Pubdate: Sun, 21 Apr 2002
Source: Contra Costa Times (CA)
Copyright: 2002 Knight Ridder
Contact: http://www.bayarea.com/mld/bayarea/contact_us/feedback_np2
Website: http://www.bayarea.com/mld/cctimes
Details: http://www.mapinc.org/media/96
Author: Dan Reed, San Jose Mercury News
Bookmark: http://www.mapinc.org/pot.htm (Cannabis)
Bookmark: http://www.mapinc.org/find?115 (Cannabis - California)

COLLECTION CELEBRATES CANNABIS

Marijuana can make you forgetful. Michael Krawitz wants to help you remember.

Krawitz is a kind of curator of dope history. He's the founder of the 
traveling Cannabis Museum, which visited San Francisco last week as part of 
the convention of the National Organization for the Reform of Marijuana Laws.

It's important for a museum curator to care deeply about his area of 
expertise. Krawitz cares deeply. He inhales, he samples, and while he's at 
it, he collects artifacts from the long history of cannabis, a museum 
collection that now runs to about 1,500 pieces.

About the only thing missing from his Cannabis Museum is cannabis. There 
were, however, some ashes in a nearby ashtray.

The collection contains an amazing mixture of artifacts -- original 
doctors' prescriptions for cannabis from the 1920s to treat pain or corns 
on the feet, pop fiction demonizing the weed, old medicinal containers from 
when it was used for such maladies as "sexual exhaustion."

Much of it has been hard to come by, such as the medicinal containers. 
"They're really scarce," said Krawitz, 39, whose enthusiasm shows in his 
high energy and often manic gesturing. "Not because they didn't make a lot 
of them, but because no one wants to part with them."

Krawitz began his love affair with pot after he was in a motorcycle 
accident in Guam in 1984, when he was in the Air Force.

"No," he said, "I wasn't stoned."

Sent to Hawaii for rehabilitation, another patient offered him a smoke. "I 
got a roach from a Samoan guy," he said. "It was really good stuff."

It also, he said, eased his pain and helped his recovery. He's been an avid 
fan ever since.

"That led me to seeking information about the medical use of cannabis," he 
said.

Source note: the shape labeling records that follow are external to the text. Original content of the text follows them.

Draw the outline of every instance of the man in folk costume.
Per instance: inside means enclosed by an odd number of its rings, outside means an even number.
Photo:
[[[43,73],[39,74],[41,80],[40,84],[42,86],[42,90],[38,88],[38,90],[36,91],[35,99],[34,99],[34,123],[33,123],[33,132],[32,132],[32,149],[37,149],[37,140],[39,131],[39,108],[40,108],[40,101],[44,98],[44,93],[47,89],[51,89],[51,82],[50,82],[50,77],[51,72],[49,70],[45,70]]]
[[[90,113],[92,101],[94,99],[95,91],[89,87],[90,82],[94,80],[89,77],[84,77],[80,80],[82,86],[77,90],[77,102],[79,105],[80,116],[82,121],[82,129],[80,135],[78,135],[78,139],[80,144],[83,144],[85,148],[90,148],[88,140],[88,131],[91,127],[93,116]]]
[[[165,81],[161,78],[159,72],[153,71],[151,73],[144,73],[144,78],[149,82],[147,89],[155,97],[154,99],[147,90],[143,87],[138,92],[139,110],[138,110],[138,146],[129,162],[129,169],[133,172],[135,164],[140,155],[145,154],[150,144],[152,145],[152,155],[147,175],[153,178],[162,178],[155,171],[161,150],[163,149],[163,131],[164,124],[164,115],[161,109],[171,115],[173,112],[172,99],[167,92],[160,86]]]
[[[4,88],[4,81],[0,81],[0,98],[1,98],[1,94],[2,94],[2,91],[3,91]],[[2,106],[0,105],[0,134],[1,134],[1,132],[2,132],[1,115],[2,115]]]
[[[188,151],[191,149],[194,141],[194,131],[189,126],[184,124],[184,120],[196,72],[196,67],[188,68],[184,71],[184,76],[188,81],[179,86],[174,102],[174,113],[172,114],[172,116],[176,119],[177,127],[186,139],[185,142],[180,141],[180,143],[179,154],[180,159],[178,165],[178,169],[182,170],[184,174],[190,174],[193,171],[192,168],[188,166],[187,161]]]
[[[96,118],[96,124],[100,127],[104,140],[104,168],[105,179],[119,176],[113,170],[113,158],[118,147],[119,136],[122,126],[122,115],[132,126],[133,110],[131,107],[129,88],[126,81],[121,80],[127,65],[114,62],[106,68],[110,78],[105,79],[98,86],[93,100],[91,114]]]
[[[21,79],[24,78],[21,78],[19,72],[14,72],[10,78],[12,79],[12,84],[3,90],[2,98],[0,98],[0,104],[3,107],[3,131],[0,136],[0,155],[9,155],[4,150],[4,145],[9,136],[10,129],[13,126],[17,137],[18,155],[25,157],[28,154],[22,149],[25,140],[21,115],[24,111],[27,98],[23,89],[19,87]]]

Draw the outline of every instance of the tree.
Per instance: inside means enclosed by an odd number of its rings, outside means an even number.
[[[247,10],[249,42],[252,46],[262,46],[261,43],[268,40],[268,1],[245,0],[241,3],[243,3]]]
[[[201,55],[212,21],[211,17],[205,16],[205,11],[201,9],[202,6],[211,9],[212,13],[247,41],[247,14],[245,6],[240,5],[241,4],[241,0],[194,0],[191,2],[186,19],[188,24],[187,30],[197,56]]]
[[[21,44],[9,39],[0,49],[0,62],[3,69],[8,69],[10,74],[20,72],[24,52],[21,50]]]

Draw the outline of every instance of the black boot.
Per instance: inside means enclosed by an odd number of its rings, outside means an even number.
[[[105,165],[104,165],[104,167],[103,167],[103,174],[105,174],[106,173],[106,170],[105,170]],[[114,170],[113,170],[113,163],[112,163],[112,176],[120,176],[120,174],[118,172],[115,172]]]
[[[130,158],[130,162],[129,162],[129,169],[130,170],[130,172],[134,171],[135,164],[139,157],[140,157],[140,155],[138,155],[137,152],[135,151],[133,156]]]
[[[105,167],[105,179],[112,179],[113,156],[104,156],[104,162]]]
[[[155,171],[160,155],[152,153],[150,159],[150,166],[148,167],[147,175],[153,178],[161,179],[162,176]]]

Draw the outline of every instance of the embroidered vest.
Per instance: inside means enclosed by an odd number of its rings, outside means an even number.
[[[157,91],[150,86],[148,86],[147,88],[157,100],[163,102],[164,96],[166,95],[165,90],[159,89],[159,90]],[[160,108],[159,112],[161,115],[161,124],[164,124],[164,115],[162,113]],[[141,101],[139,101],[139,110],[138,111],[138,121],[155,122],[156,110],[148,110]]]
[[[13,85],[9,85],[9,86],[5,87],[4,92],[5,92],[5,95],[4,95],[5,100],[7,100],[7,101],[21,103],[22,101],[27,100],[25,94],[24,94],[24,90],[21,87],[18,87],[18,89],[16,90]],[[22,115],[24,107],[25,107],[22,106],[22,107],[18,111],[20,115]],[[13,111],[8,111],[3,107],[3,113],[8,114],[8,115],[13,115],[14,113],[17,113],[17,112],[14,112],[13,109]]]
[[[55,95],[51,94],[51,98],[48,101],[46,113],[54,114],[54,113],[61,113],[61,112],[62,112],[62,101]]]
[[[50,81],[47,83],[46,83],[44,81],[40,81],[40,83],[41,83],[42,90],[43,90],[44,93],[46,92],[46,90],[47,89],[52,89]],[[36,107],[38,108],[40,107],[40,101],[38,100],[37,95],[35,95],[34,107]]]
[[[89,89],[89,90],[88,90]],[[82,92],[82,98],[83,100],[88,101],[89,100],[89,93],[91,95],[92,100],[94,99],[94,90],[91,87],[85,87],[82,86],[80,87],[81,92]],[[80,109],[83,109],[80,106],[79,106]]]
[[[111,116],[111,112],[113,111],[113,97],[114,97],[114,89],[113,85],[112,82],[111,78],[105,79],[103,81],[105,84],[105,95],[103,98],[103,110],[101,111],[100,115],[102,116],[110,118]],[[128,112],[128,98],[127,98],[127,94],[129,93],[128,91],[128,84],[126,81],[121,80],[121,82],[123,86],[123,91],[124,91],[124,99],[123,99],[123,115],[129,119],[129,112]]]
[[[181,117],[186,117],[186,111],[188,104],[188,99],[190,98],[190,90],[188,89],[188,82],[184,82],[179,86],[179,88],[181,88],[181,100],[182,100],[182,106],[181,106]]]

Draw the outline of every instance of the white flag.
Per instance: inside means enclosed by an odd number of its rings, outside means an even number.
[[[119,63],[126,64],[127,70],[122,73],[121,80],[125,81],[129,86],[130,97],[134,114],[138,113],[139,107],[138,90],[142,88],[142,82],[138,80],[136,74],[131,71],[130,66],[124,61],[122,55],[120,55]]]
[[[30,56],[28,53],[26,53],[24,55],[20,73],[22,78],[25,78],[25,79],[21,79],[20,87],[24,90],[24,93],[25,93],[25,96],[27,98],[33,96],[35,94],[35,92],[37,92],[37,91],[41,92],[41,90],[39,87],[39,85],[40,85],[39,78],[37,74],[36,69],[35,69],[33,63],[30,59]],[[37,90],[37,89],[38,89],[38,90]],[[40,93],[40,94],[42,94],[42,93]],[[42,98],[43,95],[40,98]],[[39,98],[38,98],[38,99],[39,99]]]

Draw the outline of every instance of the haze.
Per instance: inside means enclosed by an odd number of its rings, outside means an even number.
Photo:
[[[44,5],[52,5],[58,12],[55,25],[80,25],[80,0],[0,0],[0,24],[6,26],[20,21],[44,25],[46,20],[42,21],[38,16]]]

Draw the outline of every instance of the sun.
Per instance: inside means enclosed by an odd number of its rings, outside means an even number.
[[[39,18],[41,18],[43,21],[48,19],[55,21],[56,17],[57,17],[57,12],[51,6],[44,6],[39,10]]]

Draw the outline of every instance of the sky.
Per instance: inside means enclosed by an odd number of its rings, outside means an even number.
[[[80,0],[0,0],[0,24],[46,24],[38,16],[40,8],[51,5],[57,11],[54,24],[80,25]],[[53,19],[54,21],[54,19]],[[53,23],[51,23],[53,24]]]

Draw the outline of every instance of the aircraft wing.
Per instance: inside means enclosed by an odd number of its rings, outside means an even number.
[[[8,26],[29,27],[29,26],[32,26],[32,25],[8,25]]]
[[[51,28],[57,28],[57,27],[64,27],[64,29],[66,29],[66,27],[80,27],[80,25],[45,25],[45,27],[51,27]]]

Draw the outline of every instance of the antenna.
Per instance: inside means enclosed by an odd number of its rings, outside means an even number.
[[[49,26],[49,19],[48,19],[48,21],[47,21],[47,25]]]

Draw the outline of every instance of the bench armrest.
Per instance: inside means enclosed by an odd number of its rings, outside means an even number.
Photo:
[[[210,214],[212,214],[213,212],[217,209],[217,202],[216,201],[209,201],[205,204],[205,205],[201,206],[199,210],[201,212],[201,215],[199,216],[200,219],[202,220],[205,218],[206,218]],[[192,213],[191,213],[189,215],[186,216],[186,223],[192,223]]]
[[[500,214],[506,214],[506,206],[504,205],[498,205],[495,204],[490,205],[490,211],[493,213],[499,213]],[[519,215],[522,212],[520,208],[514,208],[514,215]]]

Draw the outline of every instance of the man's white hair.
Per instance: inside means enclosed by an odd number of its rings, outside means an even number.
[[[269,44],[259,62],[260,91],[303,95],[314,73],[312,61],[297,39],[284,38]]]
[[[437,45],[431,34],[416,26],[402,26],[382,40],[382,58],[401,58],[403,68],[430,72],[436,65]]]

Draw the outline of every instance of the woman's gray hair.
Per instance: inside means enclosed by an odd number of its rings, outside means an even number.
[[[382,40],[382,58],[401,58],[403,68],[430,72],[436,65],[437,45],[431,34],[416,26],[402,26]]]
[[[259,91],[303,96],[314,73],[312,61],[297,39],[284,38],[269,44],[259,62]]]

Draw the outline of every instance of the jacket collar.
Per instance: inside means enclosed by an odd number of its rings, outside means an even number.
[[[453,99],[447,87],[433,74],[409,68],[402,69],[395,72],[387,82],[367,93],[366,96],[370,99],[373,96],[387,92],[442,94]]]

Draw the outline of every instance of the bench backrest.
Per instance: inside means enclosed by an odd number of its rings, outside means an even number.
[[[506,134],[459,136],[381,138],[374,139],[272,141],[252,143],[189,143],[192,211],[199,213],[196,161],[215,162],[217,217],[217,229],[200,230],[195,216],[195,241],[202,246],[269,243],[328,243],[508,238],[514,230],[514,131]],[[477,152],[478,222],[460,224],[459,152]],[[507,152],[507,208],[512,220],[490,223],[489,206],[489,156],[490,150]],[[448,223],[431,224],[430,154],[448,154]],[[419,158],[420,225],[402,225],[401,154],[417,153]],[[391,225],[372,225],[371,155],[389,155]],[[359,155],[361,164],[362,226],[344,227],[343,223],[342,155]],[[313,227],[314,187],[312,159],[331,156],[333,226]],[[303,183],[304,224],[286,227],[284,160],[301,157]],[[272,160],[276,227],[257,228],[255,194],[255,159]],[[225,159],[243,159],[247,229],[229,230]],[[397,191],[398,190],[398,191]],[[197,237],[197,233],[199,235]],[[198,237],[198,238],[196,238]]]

Given that he used to work with his father, an auctioneer and 
antiques expert, he naturally fell into collecting artifacts from the 
history of marijuana.

In 1922, a doctor wrote a prescription ordering his patient to apply a 
cannabis compound to his corn each night. It's possible the patient used 
"Seabury's Corn Plaster," an empty container of which is in Krawitz's 
collection.

Another bottle describes its contents as a tonic and recommends, "One 
tablet three or four times daily for melancholia, sexual exhaustion, 
hysteria and nervous disorders."

Then there are the wild books and posters from a bygone era, suggesting 
that a puff on a marijuana cigarette will turn the puffer into a maniac. 
One Dell paperback called "It Ain't Hay" claims that "marijuana and murder 
make a thrilling story."

Other items include buttons and posters from campaigns to legalize pot, or 
at least its medicinal use; arm patches from uniforms for police marijuana 
eradication forces; detailed botanical drawings; and an employee badge 
labeled "War Hemp Industries Inc.," from when the ropy weed was used for 
such things as a ship's rigging.

For now, the museum has only a single image on its Web site, 
www.cannabismuseum.org. But within the next six months to a year, Krawitz 
said, he hopes to have many of the collectibles photographed and posted on 
the Web. He's been gathering his artifacts for about seven years.

"The Internet is going to be the major source of the displays," he said, 
although he and his confederates are thinking of having smaller showings at 
different locations.

The next stop for the peripatetic display will be a medical cannabis 
conference in Portland, Ore., on May 3 and 4.